Additionally, the principles recommended the use of select conditions with a view to incentivise performance and minimise discretion, including the use of minimum conditions, and standardised reporting and accounting standards. It was recommended that the Union Government have a results-based, accountable transfer system. This was to be supplemented by establishing institutional arrangements for monitoring and evaluation of states/local governments; and the use of administrators, or an intergovernmental forum for monitoring and grievance redressal.
An important learning of the study was that achieving compliance was largely a function of transfer design - setting the right conditions, performance targets and incentives, and therefore the use of an intergovernmental forum as a means to conduct negotiations and discussions during times of conflict between the Union and the states was recommended.

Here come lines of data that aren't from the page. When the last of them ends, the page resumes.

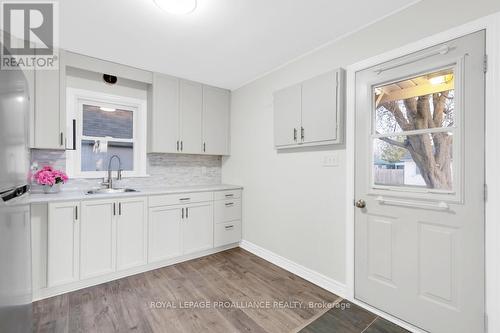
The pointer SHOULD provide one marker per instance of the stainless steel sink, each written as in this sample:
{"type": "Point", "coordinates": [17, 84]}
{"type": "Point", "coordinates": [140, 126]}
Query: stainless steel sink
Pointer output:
{"type": "Point", "coordinates": [111, 190]}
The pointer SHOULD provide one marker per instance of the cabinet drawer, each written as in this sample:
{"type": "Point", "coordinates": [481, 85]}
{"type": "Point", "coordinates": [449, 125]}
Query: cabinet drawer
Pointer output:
{"type": "Point", "coordinates": [227, 210]}
{"type": "Point", "coordinates": [176, 199]}
{"type": "Point", "coordinates": [232, 194]}
{"type": "Point", "coordinates": [227, 233]}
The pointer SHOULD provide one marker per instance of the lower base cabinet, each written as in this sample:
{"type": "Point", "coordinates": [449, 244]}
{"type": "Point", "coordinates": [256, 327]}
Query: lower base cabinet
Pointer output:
{"type": "Point", "coordinates": [165, 233]}
{"type": "Point", "coordinates": [198, 228]}
{"type": "Point", "coordinates": [97, 240]}
{"type": "Point", "coordinates": [113, 235]}
{"type": "Point", "coordinates": [131, 233]}
{"type": "Point", "coordinates": [179, 229]}
{"type": "Point", "coordinates": [63, 236]}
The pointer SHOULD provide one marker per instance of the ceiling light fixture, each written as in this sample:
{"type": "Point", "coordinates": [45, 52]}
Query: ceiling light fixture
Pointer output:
{"type": "Point", "coordinates": [177, 7]}
{"type": "Point", "coordinates": [107, 109]}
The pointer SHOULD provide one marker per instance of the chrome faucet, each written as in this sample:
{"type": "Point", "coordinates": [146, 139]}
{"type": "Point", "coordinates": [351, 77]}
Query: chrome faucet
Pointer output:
{"type": "Point", "coordinates": [109, 183]}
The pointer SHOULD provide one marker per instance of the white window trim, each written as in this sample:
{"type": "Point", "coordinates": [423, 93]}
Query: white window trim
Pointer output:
{"type": "Point", "coordinates": [74, 100]}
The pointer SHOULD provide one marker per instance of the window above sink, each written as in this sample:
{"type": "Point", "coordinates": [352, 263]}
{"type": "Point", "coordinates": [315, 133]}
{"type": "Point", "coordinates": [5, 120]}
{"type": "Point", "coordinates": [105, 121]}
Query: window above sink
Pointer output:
{"type": "Point", "coordinates": [106, 125]}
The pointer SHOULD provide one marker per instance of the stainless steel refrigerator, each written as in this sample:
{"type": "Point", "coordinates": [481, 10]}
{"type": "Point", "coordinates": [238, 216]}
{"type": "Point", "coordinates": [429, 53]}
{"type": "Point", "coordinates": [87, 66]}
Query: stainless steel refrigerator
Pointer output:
{"type": "Point", "coordinates": [15, 248]}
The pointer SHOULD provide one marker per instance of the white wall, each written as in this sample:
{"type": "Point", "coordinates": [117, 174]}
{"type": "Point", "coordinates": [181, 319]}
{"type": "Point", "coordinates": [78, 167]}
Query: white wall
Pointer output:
{"type": "Point", "coordinates": [292, 205]}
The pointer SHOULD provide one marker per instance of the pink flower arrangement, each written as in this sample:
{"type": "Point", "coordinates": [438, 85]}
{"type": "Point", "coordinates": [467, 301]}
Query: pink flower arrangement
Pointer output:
{"type": "Point", "coordinates": [48, 176]}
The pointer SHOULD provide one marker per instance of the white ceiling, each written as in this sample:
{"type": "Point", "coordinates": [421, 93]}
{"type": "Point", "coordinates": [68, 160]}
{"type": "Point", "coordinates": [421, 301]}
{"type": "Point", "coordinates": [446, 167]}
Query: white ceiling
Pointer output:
{"type": "Point", "coordinates": [226, 43]}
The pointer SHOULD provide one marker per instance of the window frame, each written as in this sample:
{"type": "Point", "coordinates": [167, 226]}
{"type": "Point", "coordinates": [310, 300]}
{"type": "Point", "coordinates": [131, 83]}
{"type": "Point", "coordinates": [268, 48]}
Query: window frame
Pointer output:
{"type": "Point", "coordinates": [418, 192]}
{"type": "Point", "coordinates": [76, 98]}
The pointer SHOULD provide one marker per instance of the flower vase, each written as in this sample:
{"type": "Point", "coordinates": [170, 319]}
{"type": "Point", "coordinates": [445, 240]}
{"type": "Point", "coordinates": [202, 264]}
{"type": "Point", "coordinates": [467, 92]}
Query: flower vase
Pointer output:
{"type": "Point", "coordinates": [56, 188]}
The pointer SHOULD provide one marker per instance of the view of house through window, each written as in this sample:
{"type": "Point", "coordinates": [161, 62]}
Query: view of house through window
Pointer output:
{"type": "Point", "coordinates": [413, 132]}
{"type": "Point", "coordinates": [106, 132]}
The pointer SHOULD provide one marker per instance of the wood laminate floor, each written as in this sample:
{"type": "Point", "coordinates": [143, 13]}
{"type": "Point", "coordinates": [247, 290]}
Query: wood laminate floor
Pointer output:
{"type": "Point", "coordinates": [231, 291]}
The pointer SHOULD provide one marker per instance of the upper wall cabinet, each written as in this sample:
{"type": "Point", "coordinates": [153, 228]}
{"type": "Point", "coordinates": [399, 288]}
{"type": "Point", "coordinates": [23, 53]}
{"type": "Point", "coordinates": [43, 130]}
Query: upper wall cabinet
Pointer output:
{"type": "Point", "coordinates": [163, 114]}
{"type": "Point", "coordinates": [48, 116]}
{"type": "Point", "coordinates": [187, 117]}
{"type": "Point", "coordinates": [216, 106]}
{"type": "Point", "coordinates": [310, 113]}
{"type": "Point", "coordinates": [191, 108]}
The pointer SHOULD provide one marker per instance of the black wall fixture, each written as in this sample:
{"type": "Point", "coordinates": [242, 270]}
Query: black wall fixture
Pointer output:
{"type": "Point", "coordinates": [110, 79]}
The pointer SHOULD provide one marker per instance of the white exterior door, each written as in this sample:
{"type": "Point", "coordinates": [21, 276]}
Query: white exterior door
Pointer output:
{"type": "Point", "coordinates": [131, 233]}
{"type": "Point", "coordinates": [419, 225]}
{"type": "Point", "coordinates": [165, 233]}
{"type": "Point", "coordinates": [198, 228]}
{"type": "Point", "coordinates": [63, 243]}
{"type": "Point", "coordinates": [98, 238]}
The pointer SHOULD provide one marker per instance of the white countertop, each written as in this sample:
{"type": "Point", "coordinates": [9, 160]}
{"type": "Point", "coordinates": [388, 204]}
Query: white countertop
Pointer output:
{"type": "Point", "coordinates": [82, 195]}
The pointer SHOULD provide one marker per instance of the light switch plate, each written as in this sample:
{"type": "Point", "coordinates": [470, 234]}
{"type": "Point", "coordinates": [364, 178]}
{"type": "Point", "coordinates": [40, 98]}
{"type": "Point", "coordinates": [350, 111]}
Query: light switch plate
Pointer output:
{"type": "Point", "coordinates": [331, 160]}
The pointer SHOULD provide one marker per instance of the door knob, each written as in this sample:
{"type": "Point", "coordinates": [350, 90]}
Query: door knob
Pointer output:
{"type": "Point", "coordinates": [360, 203]}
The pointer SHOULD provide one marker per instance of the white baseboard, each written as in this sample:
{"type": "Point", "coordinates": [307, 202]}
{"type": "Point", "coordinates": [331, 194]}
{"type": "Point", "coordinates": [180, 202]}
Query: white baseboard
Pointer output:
{"type": "Point", "coordinates": [320, 280]}
{"type": "Point", "coordinates": [314, 277]}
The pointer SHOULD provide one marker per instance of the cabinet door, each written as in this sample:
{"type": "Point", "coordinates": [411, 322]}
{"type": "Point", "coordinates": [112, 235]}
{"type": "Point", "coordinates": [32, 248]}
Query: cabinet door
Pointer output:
{"type": "Point", "coordinates": [216, 121]}
{"type": "Point", "coordinates": [131, 236]}
{"type": "Point", "coordinates": [191, 105]}
{"type": "Point", "coordinates": [319, 108]}
{"type": "Point", "coordinates": [63, 243]}
{"type": "Point", "coordinates": [48, 133]}
{"type": "Point", "coordinates": [198, 228]}
{"type": "Point", "coordinates": [164, 114]}
{"type": "Point", "coordinates": [287, 116]}
{"type": "Point", "coordinates": [98, 238]}
{"type": "Point", "coordinates": [165, 233]}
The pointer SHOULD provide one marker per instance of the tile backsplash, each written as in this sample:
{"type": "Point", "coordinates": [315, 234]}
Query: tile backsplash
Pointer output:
{"type": "Point", "coordinates": [164, 170]}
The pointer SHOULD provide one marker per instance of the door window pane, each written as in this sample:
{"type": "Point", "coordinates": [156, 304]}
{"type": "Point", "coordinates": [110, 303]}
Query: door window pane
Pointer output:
{"type": "Point", "coordinates": [419, 103]}
{"type": "Point", "coordinates": [424, 160]}
{"type": "Point", "coordinates": [96, 155]}
{"type": "Point", "coordinates": [112, 123]}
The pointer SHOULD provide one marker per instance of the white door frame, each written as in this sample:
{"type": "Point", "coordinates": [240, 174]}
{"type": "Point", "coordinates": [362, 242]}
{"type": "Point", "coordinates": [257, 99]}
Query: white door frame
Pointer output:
{"type": "Point", "coordinates": [491, 24]}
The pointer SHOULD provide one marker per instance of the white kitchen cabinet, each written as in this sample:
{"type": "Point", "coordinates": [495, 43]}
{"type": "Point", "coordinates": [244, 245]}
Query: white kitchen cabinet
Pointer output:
{"type": "Point", "coordinates": [98, 238]}
{"type": "Point", "coordinates": [319, 108]}
{"type": "Point", "coordinates": [287, 116]}
{"type": "Point", "coordinates": [310, 113]}
{"type": "Point", "coordinates": [63, 243]}
{"type": "Point", "coordinates": [216, 106]}
{"type": "Point", "coordinates": [191, 106]}
{"type": "Point", "coordinates": [187, 117]}
{"type": "Point", "coordinates": [131, 233]}
{"type": "Point", "coordinates": [163, 116]}
{"type": "Point", "coordinates": [165, 233]}
{"type": "Point", "coordinates": [49, 115]}
{"type": "Point", "coordinates": [197, 228]}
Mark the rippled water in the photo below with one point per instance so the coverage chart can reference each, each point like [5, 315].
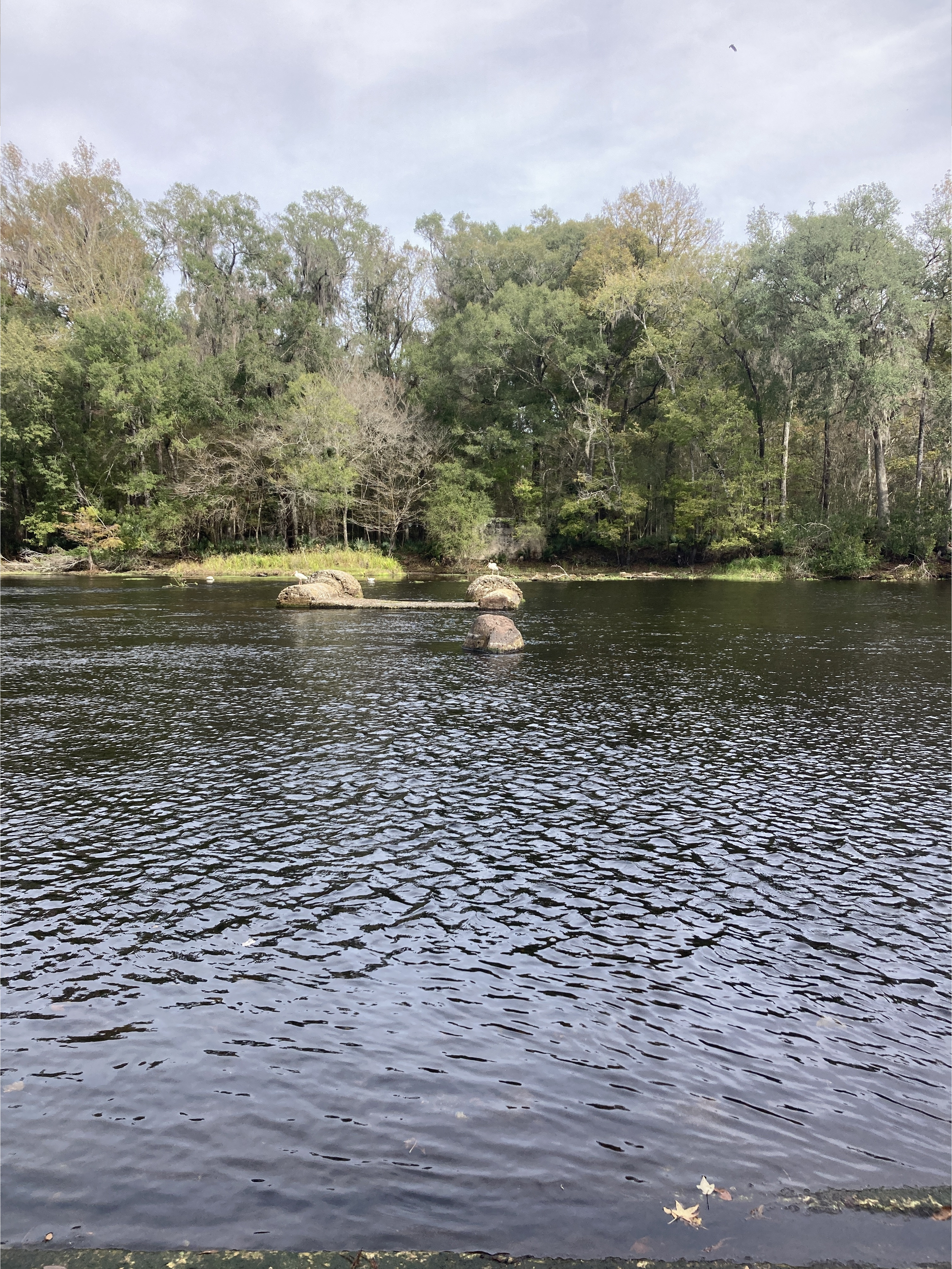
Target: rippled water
[324, 933]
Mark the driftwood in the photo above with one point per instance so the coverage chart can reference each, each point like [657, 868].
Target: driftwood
[390, 603]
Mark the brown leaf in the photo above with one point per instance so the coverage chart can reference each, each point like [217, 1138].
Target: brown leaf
[683, 1214]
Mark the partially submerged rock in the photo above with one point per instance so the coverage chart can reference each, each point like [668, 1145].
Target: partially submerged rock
[338, 580]
[493, 634]
[323, 585]
[494, 593]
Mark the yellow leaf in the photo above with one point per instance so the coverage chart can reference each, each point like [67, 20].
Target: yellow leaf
[683, 1214]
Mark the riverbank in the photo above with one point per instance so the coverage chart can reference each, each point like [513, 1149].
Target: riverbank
[385, 568]
[31, 1258]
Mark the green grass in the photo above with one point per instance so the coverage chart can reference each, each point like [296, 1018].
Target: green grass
[764, 569]
[248, 564]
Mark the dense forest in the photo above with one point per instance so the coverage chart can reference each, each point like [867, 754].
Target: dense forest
[619, 387]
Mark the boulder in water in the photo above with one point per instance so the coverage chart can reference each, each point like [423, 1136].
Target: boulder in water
[494, 634]
[325, 584]
[494, 593]
[342, 583]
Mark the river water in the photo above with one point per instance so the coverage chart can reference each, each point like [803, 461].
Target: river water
[323, 933]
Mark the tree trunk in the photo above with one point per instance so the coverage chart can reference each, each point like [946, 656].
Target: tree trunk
[785, 460]
[883, 492]
[826, 479]
[921, 451]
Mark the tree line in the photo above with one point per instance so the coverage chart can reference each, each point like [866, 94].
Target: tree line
[625, 385]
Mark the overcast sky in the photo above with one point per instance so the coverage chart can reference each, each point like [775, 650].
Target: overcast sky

This can only happen by establishing due process of law and a
robust appeal systems, and with due representation from both the Union Government and the states in the forum.
Several of these recommendations were incorporated in the FC’s final report, even though there are several challenges before they can be effectively implemented. Given that there have been growing challenges with building fiscal sustainability in India, juxtaposed with the pressures of a global pandemic, it is all the more important to strengthen co-operative federalism in India, and ensure that Centre-state relations are transparent, accountable, and hold true to the Constitutional spirit. It is hoped that the study, and the design framework created for this purpose brings us closer to that goal.
(The study has been authored by Shohini Sengupta, Assistant Professor of Research, Jindal School of Banking & Finance. The study has been published under under a non-commercial content agreement.)